Eine Option wäre, dass man es wie im American Football oder beim Rugby macht. Und einfach die Wiederholung auch auf dem Bildschirm im Stadion zeigt und nicht nur auf den Fernsehgeräten daheim. Da hat man aber dann gleich wieder das nächste Problem: Stellen Sie sich vor, wie es auf den Rängen der Dänen abgegangen wäre, wenn alle sehen, dass das viel zu wenig für einen Elfmeter war. Da möchte ich nicht in der Haut des Schiris stecken.

Ein unlösbares Problem also? Irgendjemand ist immer der Leidtragende?

Ein zumindest schwer lösbares Problem. Und der Königsweg zur Lösung ist immer noch derselbe, egal wie viel technische Erneuerungen wir noch einbauen: Wir brauchen Schiedsrichter, die auf der Höhe sind, die das Spiel lesen, Fingerspitzengefühl haben. Ich vergleiche den VAR gerne mit einem Airbag im Auto. Wir sind froh, dass wir ihn haben. Am schönsten wäre es aber, wenn er nie zum Einsatz käme. Wenn jetzt ein Schiri pro Spiel dreimal den VAR – also seinen Airbag – braucht, dann ist das ein schlechtes Zeichen. Vermutlich ist er dann mit der Situation überfordert. Und das darf auf einem solchen Niveau nicht mehr passieren. Punkt.

Mit oder ohne Fangnetz – wann pfeift ein Schiri konzentrierter, besser, sicherer?

Sie sind also prinzipiell skeptisch, was weitere technische Erneuerungen im Fußball betrifft?

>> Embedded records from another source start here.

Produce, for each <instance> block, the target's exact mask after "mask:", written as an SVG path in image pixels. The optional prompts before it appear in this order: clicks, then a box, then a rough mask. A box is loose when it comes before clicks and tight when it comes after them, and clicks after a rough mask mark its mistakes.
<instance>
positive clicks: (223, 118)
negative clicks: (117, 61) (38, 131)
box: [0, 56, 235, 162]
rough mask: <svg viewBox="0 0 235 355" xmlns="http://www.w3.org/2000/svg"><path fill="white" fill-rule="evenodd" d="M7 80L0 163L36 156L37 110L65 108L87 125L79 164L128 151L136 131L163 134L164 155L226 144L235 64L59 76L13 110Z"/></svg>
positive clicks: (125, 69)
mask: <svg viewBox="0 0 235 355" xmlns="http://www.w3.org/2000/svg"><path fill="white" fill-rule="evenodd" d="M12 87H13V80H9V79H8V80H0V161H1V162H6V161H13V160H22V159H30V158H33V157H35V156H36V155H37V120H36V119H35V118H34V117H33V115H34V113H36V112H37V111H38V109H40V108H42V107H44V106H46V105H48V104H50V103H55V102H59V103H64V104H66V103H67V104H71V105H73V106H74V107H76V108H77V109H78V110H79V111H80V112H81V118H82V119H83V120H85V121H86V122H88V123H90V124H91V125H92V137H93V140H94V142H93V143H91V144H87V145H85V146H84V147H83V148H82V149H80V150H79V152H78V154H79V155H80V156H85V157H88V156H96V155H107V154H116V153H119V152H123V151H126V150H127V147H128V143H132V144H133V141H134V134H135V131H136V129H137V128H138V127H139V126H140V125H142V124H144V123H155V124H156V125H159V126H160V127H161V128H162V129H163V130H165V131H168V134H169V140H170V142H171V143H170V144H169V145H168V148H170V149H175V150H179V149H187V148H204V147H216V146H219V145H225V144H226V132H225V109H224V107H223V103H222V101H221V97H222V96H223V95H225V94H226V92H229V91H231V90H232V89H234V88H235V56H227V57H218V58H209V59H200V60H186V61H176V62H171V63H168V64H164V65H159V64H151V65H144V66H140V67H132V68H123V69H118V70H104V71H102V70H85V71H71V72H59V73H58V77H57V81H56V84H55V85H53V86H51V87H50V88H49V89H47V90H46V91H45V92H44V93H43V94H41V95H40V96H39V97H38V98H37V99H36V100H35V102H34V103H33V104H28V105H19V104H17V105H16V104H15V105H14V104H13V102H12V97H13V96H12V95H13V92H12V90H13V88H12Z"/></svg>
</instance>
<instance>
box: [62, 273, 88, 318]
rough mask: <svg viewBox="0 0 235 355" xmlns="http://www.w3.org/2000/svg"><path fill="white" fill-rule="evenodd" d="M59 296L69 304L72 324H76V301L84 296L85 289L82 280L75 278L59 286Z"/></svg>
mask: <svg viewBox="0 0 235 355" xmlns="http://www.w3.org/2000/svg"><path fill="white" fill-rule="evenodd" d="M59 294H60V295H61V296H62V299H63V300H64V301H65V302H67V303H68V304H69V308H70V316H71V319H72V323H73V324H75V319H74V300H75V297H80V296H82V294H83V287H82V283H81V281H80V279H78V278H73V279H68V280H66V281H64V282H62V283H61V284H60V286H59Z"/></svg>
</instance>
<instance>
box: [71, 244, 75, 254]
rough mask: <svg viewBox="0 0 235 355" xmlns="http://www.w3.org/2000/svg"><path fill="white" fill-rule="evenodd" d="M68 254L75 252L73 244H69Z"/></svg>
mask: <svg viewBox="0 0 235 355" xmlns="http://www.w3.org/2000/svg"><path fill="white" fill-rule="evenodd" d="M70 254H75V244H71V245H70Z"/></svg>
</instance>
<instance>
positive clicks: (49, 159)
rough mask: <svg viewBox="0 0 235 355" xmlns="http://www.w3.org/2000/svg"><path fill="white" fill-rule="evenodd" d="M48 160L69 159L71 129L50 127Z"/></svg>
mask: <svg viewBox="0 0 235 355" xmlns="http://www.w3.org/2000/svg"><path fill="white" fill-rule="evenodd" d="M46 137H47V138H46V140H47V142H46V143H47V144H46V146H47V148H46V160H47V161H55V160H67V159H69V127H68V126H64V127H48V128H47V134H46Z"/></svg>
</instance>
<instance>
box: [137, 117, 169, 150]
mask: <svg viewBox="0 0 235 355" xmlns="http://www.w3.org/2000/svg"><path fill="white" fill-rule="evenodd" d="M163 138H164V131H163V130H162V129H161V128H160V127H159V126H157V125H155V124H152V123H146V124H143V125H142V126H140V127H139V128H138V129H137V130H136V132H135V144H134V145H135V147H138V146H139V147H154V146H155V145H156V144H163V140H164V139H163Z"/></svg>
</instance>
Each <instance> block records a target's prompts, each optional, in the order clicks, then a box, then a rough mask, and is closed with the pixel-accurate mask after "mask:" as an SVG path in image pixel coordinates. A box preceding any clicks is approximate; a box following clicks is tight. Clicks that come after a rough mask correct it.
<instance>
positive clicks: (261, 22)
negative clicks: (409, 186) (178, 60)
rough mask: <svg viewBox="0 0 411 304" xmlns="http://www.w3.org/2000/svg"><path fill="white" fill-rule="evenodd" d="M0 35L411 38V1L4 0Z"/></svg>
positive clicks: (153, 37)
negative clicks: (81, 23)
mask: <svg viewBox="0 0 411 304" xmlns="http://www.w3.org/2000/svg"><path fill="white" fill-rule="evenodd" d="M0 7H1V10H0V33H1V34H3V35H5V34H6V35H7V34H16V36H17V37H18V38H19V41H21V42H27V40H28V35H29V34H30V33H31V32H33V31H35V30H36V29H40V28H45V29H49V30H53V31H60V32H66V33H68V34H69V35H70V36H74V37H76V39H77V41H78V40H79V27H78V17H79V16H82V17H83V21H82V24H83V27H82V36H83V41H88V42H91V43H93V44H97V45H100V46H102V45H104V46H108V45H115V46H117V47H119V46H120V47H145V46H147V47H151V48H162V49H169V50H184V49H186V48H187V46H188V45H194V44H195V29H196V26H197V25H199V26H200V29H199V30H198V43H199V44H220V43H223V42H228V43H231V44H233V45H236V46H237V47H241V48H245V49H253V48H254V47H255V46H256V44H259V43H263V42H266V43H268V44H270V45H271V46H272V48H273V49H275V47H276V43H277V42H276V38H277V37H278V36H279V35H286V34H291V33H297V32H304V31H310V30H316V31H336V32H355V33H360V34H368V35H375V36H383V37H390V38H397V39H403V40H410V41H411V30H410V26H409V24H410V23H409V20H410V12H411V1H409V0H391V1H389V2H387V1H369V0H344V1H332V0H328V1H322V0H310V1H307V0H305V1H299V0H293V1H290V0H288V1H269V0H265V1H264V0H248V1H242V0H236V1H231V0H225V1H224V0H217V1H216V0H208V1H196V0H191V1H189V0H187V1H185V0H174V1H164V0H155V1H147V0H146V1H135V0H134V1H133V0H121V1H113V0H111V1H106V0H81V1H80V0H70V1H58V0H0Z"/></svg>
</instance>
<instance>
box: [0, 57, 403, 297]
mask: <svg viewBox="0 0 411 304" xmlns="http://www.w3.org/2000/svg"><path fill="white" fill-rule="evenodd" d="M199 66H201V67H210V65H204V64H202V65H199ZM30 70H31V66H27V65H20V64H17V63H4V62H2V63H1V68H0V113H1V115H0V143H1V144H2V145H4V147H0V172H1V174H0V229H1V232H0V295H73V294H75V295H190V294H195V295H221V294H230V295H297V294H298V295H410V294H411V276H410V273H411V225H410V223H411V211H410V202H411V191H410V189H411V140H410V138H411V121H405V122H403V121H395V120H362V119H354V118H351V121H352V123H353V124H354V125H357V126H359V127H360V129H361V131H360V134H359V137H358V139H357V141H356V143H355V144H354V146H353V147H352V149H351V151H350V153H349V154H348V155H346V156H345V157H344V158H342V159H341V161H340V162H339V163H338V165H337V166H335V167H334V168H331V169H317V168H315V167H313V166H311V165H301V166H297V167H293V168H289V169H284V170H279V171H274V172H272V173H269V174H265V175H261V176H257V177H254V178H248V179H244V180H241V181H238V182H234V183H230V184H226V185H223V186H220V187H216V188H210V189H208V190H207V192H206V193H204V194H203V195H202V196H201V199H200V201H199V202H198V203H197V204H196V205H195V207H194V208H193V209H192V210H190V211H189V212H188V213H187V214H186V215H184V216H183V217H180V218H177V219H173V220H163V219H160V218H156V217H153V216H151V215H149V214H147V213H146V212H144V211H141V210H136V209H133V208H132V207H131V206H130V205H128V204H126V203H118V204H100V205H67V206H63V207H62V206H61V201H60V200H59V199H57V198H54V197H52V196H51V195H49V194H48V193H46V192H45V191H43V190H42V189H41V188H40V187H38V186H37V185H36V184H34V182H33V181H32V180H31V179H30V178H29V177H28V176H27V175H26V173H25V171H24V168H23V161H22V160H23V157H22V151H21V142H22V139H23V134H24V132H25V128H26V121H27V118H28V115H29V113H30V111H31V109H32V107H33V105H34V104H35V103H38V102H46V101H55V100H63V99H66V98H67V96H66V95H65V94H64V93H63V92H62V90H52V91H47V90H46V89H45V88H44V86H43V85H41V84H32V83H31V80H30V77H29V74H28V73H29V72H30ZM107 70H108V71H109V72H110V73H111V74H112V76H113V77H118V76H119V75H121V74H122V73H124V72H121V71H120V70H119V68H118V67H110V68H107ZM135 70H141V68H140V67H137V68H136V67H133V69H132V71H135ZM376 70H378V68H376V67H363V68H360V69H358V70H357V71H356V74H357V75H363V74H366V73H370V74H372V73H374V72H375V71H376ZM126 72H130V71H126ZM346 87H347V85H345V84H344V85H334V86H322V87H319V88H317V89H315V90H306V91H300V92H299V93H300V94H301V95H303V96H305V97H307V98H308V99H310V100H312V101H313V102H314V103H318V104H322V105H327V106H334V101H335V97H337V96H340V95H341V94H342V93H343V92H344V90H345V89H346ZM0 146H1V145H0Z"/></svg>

Das würde ich so nicht sagen, nein. Ich war zusammen mit Sepp Blatter einer der ersten, der sich damals für die Torlinientechnik einsetzte. Schlichtweg deshalb, weil das menschliche Auge nicht in der Lage ist, zu erkennen, ob der Ball jetzt die paar Zentimeter hinter der Linie war oder nicht. Du kannst es nicht sehen und musst trotzdem eine Entscheidung treffen? Ja verdammt noch mal, wie soll das denn gehen? Hier war der Einsatz von Technik notwendig. Und die Torlinientechnik ist etwas, was ich im Fußball nicht mehr missen möchte. Sie führt zu keinerlei Diskussionen, ist notwendig und absolut fair. Bei Abseitsentscheiden mithilfe von VAR bin ich da hingegen nicht so sicher. Ich denke, dass man da noch vielleicht nach besseren Alternativen suchen kann. Eine etwas skurrile Alternative hatte ich 2006 sogar schon zur Debatte gestellt.

Welche?

Ich warf damals in den Raum, das Abseits doch einfach komplett abzuschaffen. Ähnlich wie im Land- oder Feldhockey, wo das Abseits gelöscht und der Sport – da sind sich alle Beteiligten einig – attraktiver, schneller, spannender wurde. Auch im Fußball würde dies dem Spiel erlauben, zu atmen, es würde die Räume breiter machen, das Spiel auseinander ziehen. Außerdem würden eben lästige Diskussionen bezüglich Abseits komplett wegfallen.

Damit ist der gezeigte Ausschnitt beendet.